Ben Terrett, of Noisy Decent Graphics, published an insightful post showing the power designers wield in shaping our perceptions of the world. This isn’t England. Is it?
About two years ago I was looking at a map of the world and noticed that Britain seemed disproportionately large.
My companion remarked that this was because in days of yore whoever was drawing the map always made their country look bigger and more important. This nugget of information sticks in the brain.
James Chartrand, of Men with Pens, provokes interesting discussion for those in self-employment, when asking should you turn off your telephone?
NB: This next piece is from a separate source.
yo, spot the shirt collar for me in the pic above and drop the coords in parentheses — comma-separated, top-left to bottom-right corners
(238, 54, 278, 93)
Do you question the integrity of Bill Gates because you can’t talk to him? No. Do you view Charles Denson as a suspicious character because he won’t call you? No, of course not. These executives and their distance from interaction are normal.
And yet, we expect everyone else – the regular, average joe people or the common businessman – to be at our beck and call and to respond to every form of communication that we choose to be the right one.
Image copyright: ijsendoom
DT, of Design Sojourn, recommends 30 essential books for industrial designers. Some excellent choices amongst many I’ve not seen before.
I have divided the books into 3 categories… Thinking, Process and Designer Skills.
Ben Yoskovitz, of Instigator Blog, offers some insight into the copycat benefit of startups.
Startups are launching faster than ever and require less capital than they used to — at least in the Web 2.0 world — and that means more opportunity for first movers, but even more opportunity for fast followers. And I think we’ll look at the next 5 years or so in the Web 2.0 world as the “me too” years.
Steven, of Vandelay Design, provides a great overview of what you can accomplish with Effective Use of Blog Sidebars.
While sidebars aren’t the primary focal point of blogs, they still have an important role in usability and appearance. A well-designed sidebar can make it easier for visitors to find what they like, which will keep them at your site longer and improve your overall effectiveness. On the other hand, a poor sidebar can lead to lost and frustrated visitors.
The good people at We Made This have displayed the new Beijing Olympic pictograms.
Min Wang’s team have been working on identity guidelines, pictograms (above), medals, the way-finding systems, the core graphic, the look for the torch relay, and the overall look of the games. Not a bad gig if you can get it.
The pictograms use strokes of seal characters as their inspiration – they’re kind of bonkers aren’t they?
Finally, my little graphic design blog has breached the 5,000 RSS subscriber mark! I think it’s important to celebrate your blog milestones, and this is certainly one of them. Thanks very much to every one of you who continue to read my blog posts. Even if you don’t comment (though please do say hi) I appreciate your visits.